La moutarde de Gand
Le goût des Belges
© Sven Laurent
Qui dit « moutarde » ne pense pas forcément à « Dijon ». Ce n’est pas pour rien qu’une des trois couleurs nationales est le jaune. Ce jaune qui envahit nos champs à la fin du printemps, nous le devons, entre autres, aux fleurs de moutarde. De cette plante, ce sont les graines qu’on récolte. Pour faire un pot de moutarde, il faut beaucoup de graines, de l’huile ou du vinaigre de vin, des épices et le tour de main d’un moutardier. Heureusement, les graines ne manquent pas, la plante est généreuse et aime particulièrement notre climat tempéré. Ouf, ça tombe bien.
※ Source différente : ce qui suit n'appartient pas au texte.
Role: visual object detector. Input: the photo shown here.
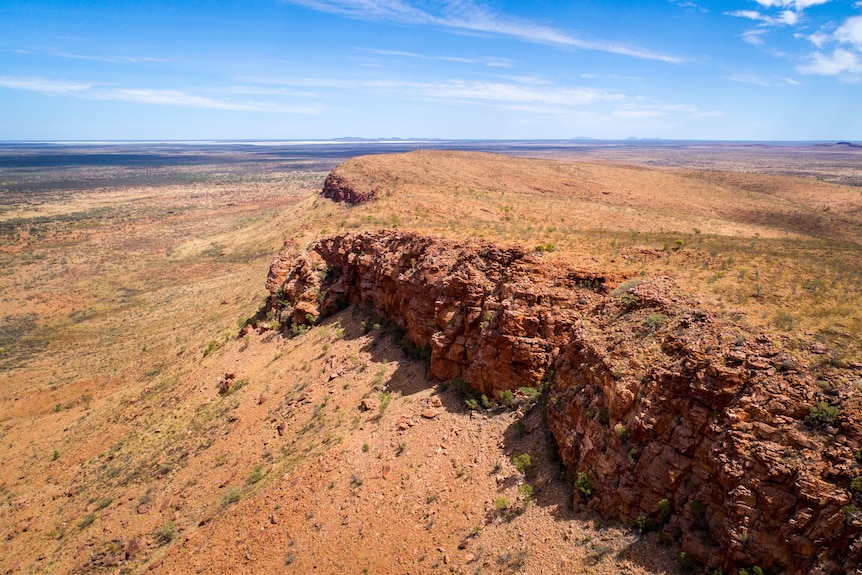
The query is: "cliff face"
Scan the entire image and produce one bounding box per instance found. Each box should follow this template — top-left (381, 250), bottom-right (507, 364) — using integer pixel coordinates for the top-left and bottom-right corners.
top-left (267, 231), bottom-right (862, 573)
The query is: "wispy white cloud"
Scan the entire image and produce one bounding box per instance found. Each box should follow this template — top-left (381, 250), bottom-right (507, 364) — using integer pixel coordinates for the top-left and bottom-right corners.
top-left (799, 48), bottom-right (862, 77)
top-left (52, 52), bottom-right (166, 64)
top-left (668, 0), bottom-right (709, 13)
top-left (742, 28), bottom-right (766, 46)
top-left (366, 80), bottom-right (626, 106)
top-left (0, 76), bottom-right (323, 114)
top-left (581, 73), bottom-right (644, 80)
top-left (755, 0), bottom-right (831, 12)
top-left (357, 48), bottom-right (513, 68)
top-left (0, 76), bottom-right (93, 96)
top-left (725, 74), bottom-right (777, 87)
top-left (613, 102), bottom-right (724, 120)
top-left (835, 16), bottom-right (862, 49)
top-left (725, 10), bottom-right (799, 26)
top-left (798, 16), bottom-right (862, 82)
top-left (240, 76), bottom-right (356, 88)
top-left (282, 0), bottom-right (682, 63)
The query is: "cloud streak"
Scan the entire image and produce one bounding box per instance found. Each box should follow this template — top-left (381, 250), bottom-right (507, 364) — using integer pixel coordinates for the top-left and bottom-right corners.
top-left (0, 76), bottom-right (323, 114)
top-left (357, 48), bottom-right (513, 68)
top-left (282, 0), bottom-right (682, 64)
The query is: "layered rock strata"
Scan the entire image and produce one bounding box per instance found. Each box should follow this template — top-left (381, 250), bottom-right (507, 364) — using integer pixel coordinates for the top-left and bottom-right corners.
top-left (322, 171), bottom-right (375, 204)
top-left (268, 231), bottom-right (862, 574)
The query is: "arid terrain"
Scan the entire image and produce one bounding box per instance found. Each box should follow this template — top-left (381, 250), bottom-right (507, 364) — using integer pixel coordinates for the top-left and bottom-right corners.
top-left (0, 143), bottom-right (862, 575)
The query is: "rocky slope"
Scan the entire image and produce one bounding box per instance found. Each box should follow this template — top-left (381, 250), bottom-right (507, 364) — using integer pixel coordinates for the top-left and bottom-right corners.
top-left (267, 231), bottom-right (862, 573)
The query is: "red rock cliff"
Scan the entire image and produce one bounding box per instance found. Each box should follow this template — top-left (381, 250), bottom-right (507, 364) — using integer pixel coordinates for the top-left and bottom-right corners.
top-left (268, 231), bottom-right (862, 573)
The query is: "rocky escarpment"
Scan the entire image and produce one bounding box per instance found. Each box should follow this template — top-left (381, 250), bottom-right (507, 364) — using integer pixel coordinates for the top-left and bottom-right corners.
top-left (268, 231), bottom-right (862, 573)
top-left (322, 171), bottom-right (375, 204)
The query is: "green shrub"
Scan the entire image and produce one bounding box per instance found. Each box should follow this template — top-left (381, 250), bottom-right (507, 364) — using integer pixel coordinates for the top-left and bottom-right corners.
top-left (221, 489), bottom-right (242, 507)
top-left (246, 465), bottom-right (263, 485)
top-left (512, 453), bottom-right (533, 473)
top-left (518, 483), bottom-right (533, 508)
top-left (635, 515), bottom-right (654, 535)
top-left (646, 313), bottom-right (667, 331)
top-left (575, 471), bottom-right (596, 497)
top-left (620, 293), bottom-right (641, 311)
top-left (497, 389), bottom-right (515, 407)
top-left (204, 339), bottom-right (221, 357)
top-left (805, 401), bottom-right (841, 428)
top-left (154, 521), bottom-right (177, 545)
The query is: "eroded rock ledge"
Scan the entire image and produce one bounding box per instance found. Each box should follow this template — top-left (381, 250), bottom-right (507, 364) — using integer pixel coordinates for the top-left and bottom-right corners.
top-left (322, 171), bottom-right (375, 204)
top-left (267, 231), bottom-right (862, 573)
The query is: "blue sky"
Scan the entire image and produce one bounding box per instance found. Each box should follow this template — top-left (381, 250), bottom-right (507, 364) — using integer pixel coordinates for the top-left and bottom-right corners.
top-left (0, 0), bottom-right (862, 141)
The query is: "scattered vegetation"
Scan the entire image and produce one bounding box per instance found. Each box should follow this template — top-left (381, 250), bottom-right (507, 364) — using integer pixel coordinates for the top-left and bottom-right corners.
top-left (805, 401), bottom-right (841, 429)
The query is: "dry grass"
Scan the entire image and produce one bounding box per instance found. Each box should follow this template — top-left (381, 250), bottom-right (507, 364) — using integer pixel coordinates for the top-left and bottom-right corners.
top-left (328, 152), bottom-right (862, 361)
top-left (0, 145), bottom-right (862, 573)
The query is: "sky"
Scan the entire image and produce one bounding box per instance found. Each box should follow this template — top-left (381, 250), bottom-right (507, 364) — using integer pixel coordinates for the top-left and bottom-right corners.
top-left (0, 0), bottom-right (862, 141)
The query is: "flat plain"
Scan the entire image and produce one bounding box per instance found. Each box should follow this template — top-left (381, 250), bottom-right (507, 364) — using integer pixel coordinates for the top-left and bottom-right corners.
top-left (0, 142), bottom-right (862, 573)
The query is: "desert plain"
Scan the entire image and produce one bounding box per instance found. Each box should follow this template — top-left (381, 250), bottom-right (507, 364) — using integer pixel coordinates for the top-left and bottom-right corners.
top-left (0, 142), bottom-right (862, 574)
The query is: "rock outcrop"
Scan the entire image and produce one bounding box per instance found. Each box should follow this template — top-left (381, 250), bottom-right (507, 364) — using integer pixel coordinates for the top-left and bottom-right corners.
top-left (268, 231), bottom-right (862, 574)
top-left (322, 171), bottom-right (375, 204)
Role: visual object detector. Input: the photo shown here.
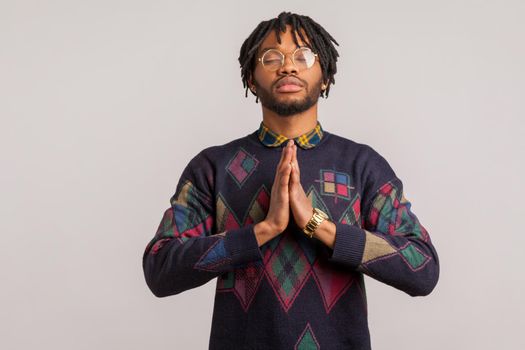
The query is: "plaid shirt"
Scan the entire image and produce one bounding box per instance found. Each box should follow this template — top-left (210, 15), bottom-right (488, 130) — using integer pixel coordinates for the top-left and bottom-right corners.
top-left (257, 121), bottom-right (323, 149)
top-left (143, 123), bottom-right (439, 350)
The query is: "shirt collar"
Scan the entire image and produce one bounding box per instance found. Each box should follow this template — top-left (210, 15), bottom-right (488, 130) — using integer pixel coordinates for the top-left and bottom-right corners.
top-left (257, 121), bottom-right (323, 149)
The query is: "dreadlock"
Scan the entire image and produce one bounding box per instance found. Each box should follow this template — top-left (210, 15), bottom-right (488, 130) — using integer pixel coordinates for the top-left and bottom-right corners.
top-left (239, 11), bottom-right (339, 103)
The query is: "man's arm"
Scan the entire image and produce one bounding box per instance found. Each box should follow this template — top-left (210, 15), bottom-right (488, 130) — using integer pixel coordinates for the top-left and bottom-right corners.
top-left (328, 177), bottom-right (439, 296)
top-left (142, 152), bottom-right (266, 297)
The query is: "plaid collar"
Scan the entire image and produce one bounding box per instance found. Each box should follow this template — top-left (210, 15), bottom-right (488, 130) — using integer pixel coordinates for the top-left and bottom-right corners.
top-left (257, 121), bottom-right (323, 149)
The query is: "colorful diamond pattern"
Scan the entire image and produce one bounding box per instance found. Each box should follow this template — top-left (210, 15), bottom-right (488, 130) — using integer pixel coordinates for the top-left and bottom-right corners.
top-left (265, 231), bottom-right (312, 312)
top-left (226, 147), bottom-right (259, 188)
top-left (213, 185), bottom-right (360, 314)
top-left (319, 169), bottom-right (354, 202)
top-left (294, 323), bottom-right (321, 350)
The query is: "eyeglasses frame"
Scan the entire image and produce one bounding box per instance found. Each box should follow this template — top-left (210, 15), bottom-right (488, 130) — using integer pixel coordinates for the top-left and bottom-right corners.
top-left (257, 46), bottom-right (319, 72)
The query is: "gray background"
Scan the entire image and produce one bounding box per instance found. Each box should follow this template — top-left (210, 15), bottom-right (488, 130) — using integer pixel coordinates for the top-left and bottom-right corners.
top-left (0, 0), bottom-right (525, 350)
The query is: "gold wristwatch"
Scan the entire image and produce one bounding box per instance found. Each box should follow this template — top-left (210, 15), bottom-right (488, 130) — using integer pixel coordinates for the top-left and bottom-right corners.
top-left (303, 208), bottom-right (328, 238)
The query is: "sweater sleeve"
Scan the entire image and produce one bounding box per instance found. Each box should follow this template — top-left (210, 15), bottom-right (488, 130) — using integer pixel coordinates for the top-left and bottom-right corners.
top-left (142, 152), bottom-right (262, 297)
top-left (330, 148), bottom-right (439, 296)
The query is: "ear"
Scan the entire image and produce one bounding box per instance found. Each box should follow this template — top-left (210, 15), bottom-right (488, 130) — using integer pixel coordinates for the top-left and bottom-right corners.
top-left (247, 75), bottom-right (255, 91)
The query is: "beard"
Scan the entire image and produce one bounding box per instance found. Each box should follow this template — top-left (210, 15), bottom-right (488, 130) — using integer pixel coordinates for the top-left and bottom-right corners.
top-left (254, 79), bottom-right (322, 117)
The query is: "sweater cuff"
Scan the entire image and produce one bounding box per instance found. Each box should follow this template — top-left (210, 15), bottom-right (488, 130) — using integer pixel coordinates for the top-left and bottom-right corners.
top-left (224, 224), bottom-right (263, 267)
top-left (329, 222), bottom-right (365, 268)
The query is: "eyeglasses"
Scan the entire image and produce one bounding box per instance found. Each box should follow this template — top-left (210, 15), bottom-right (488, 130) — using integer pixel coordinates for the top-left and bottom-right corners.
top-left (258, 47), bottom-right (317, 72)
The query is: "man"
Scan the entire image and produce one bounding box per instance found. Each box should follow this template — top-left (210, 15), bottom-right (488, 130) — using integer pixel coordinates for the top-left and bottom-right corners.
top-left (143, 12), bottom-right (439, 349)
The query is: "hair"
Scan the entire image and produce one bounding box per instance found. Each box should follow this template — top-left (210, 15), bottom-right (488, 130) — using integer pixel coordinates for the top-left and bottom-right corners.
top-left (239, 11), bottom-right (339, 103)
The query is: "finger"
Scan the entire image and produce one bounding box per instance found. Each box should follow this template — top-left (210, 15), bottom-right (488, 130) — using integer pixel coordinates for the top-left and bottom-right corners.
top-left (274, 139), bottom-right (289, 182)
top-left (290, 145), bottom-right (299, 184)
top-left (280, 141), bottom-right (293, 187)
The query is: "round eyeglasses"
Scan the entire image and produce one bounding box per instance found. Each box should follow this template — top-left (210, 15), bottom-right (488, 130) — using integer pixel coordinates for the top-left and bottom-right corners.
top-left (259, 47), bottom-right (317, 71)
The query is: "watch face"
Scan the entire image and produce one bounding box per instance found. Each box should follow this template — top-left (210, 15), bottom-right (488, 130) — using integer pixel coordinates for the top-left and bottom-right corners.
top-left (315, 208), bottom-right (328, 219)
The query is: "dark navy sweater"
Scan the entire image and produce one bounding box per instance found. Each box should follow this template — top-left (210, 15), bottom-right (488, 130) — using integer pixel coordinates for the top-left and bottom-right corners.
top-left (143, 122), bottom-right (439, 350)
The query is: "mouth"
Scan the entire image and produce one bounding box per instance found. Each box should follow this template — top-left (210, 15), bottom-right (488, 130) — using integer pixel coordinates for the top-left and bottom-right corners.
top-left (276, 76), bottom-right (303, 93)
top-left (277, 84), bottom-right (303, 93)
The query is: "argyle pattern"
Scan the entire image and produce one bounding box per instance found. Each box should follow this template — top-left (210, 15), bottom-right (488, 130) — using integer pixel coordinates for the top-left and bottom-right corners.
top-left (257, 121), bottom-right (323, 149)
top-left (361, 179), bottom-right (431, 271)
top-left (216, 186), bottom-right (360, 314)
top-left (142, 122), bottom-right (439, 350)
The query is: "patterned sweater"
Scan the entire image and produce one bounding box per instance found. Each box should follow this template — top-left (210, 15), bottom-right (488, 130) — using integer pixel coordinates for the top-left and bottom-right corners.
top-left (143, 121), bottom-right (439, 350)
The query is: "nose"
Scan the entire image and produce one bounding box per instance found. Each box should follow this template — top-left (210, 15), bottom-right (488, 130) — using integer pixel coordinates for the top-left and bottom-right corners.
top-left (279, 54), bottom-right (297, 75)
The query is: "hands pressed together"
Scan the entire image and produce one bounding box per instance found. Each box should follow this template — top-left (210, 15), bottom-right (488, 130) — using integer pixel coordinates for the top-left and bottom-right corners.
top-left (254, 139), bottom-right (313, 245)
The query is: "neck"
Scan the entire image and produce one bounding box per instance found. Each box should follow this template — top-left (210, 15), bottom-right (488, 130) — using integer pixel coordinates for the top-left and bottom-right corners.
top-left (262, 103), bottom-right (317, 139)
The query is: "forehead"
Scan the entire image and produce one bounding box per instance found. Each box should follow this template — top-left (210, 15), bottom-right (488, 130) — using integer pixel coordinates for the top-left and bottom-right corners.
top-left (258, 24), bottom-right (310, 53)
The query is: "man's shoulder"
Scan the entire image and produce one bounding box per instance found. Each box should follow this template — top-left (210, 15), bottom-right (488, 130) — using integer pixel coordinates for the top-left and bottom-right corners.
top-left (325, 131), bottom-right (380, 157)
top-left (190, 133), bottom-right (252, 161)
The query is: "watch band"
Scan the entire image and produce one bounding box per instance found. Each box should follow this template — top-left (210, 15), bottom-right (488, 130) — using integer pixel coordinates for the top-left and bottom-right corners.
top-left (303, 208), bottom-right (328, 238)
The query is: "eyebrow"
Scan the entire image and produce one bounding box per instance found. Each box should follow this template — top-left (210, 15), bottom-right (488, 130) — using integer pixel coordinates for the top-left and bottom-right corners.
top-left (261, 45), bottom-right (308, 53)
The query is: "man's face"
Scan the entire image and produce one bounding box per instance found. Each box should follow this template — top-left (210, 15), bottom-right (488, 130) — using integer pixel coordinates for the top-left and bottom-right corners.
top-left (252, 25), bottom-right (323, 117)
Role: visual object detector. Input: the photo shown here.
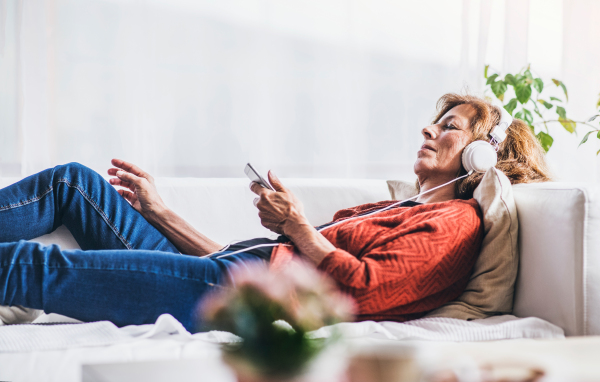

La plante de moutarde est probablement aussi vieille que le monde, mais ce n’est qu’à l’époque romaine que les cuisiniers commencèrent à s’y intéresser. Le nom de « moutarde » provient du latin « mustus ardens » ou littéralement « moût brûlant » car la moutarde des Romains délayée dans du moût de raisin était du style à vous relever un gladiateur terrassé par deux fauves affamés.
Au fil des années et des époques, la moutarde poursuivit gaiement son petit bonhomme de chemin, naviguant vers l’Angleterre et chevauchant vers le reste de l’Europe. Outre ses qualités gastronomiques, on lui trouva des vertus médicinales, et dans bien des cultures, elle fit partie de sympathiques cataplasmes qui montaient au nez et chassaient la fièvre. On lui accorda, comme à toute chose un peu relevée, des qualités aphrodisiaques sur lesquelles les scientifiques omirent de se pencher, faute de temps.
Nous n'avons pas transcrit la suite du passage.